11/11 yeah apparently drunk writing makes all my character relationships queer-platonic
Nosturi’s eyes contained a depth of sympathy I would never understand. He looked physically pained for my transgressions. He reached out and lay his soft, graceful hand on my shoulder, and it struck me for a moment the differences between us. Him slight and pale and beautiful, I tall and dark and striking. I bore his touch upon my shoulder and simply breathed for a long minute.
“I will add to this number if I must,” I said. “I do not care. That is something I have realized about myself, crane-masked man. I do not care. But there is one I do not wish to kill.”
“You must hold onto this,” he said gently, his fingers squeezing my shoulder. “I did not mean to strip you of your humanity, Jack. I only wished to help you.”
I laughed, a cold sound that I hardly recognized. “You did none of this, my friend.”
Looking askance again, I found his eyes and realized how worried his expression had become. I felt my own stab of sympathy. Nosturi took the burdens of the world unto himself, and he suffered for it. I wished, in that moment, to ease the suffering of another. Perhaps as some twisted recompense for the four names drifting through my mind.
“Nosturi,” I said quietly, and his eyes cleared as he turned his attention wholly upon me. “Nosturi, you must tell me how to make him forgive me.”
He shook his head slowly. “You cannot make him forgive you. You must not strive for such goals. You are not a god in his eyes, Jack. You are the man he loves above all else.”
“Still?” I asked, and the word threatened to choke me.
I did something I think neither Nosturi or I expected; I crumpled sideways and I lay my head on his slender shoulder. I knew instinctively what the crane-masked man would do and he did not disappoint. He leaned toward me and engulfed me with his slight form, gathering me close and holding me against him. I huddled inward in a pathetically fetal position, and I admit that I wept quite openly, the sobs wracking my body as Nosturi held me. But I knew above all else the god would not judge me, would not demean or deride me for this open display of weakness.
His hands tightened on my ribcage, pulling me closer and closer to him. I did not resist—instead I allowed my body to be pulled inward, until our chests rose and fell against each other, until I smelled the soft, pungent scent that defined him. Ocean water and sea foam and salt on skin—that’s what he smelled like. I breathed it in off of his skin and it felt like summer, being held against him. I felt his hair feathering against my face as I exhaled and I buried my face into where his neck and his shoulder met, almost overwhelmed by the weight of compassion I felt radiating from him.
Being embraced my Nosturi broke the burden of emptiness that had entrapped me.
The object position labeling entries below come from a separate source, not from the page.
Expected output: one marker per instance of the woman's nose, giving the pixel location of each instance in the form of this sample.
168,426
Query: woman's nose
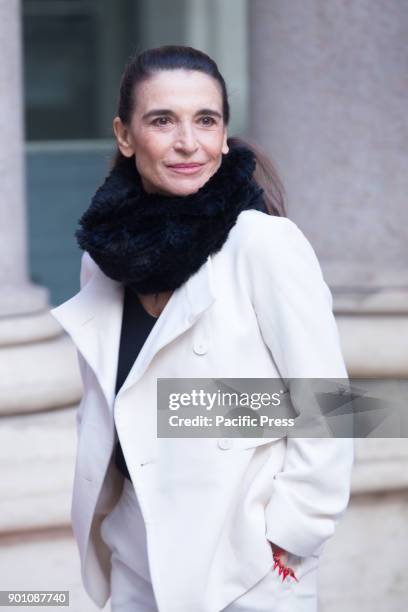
186,139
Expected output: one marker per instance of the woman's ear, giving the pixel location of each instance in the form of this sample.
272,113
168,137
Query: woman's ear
122,137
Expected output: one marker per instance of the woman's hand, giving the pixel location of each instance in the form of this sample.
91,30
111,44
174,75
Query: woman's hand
280,556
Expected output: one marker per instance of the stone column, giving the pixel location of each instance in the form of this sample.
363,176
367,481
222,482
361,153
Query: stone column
328,102
32,350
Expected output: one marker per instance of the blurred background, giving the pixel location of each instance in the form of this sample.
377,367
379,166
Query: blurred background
321,86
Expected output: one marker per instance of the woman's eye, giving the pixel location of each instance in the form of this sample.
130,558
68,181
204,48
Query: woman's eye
160,121
207,120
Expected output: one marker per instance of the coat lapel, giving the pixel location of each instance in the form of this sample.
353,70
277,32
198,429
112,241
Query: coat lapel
93,319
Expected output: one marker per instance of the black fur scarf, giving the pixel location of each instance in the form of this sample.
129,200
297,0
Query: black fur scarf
152,242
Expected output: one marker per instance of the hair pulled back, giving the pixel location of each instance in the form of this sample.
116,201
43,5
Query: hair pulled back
171,57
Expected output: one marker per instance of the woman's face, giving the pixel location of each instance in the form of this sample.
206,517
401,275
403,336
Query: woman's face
176,133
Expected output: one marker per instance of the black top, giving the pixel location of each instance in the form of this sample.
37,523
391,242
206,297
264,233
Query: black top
136,326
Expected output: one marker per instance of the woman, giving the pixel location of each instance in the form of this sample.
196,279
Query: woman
191,270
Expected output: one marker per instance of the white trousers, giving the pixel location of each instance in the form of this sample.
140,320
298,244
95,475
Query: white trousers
124,532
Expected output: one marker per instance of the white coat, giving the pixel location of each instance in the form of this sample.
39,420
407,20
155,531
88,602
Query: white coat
259,308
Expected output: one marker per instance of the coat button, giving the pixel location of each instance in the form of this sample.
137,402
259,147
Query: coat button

I wept into his white tunic, gripping his body against mine, feeling the rough plaster of his mask brushing against the top of my head. To be utterly helpless felt strange and welcome, and it took a solid few minutes before I felt ready to draw myself away from his presence.
I did, finally. I pulled away from the scent of summer and I sat sullen against the trunk of the tree and again stared at the dirt between my feet. I had my feet against the ground and my knees bent.
“For all I’ve done, I still thank you for bringing me here,” I said finally. “You have changed me. And in spite of everything, I believe you have changed me for the better.”
Nosturi nodded, a slow and solemn gesture.
“But Nosturi,” I said, and I felt myself so close to breaking. “I must know how to have him at my side again.”
“Apologize, Jack,” he said, his voice soft and consoling. “Apologize and mean it, and he will know. The world cannot keep apart such souls as yours, who were meant to be together.”
At that moment he looked away from me and I followed his gaze to Kurki, still standing beside Drex and staring off at some unseen destination while the demi-god of metal spoke. I think I understood, then—a fraction of their connection, of their separation, of their pain.
“That’s all?” I asked. I felt like some base vermin, crawling from the cellar to the light.
“I cannot know,” Nosturi said, turning back to me and tilting his head again. “I cannot know these things. They belong to you. You must own them and know them yourself.”
I rocked back and rested my back against the tree, frowning as I studied the valley before us. Overhead, the storm grumbled and tossed a desultory smattering of raindrops down upon us.
“That’s the problem,” I said. “I cannot know how he will react.”
“You can,” Nosturi said. He looked at me for a single, intense moment longer. “You must look into the eyes of another, Jack Immortal. You must feel what they feel. And then you will understand.”
I narrowed my eyes at him, and nodded. I thought I understood.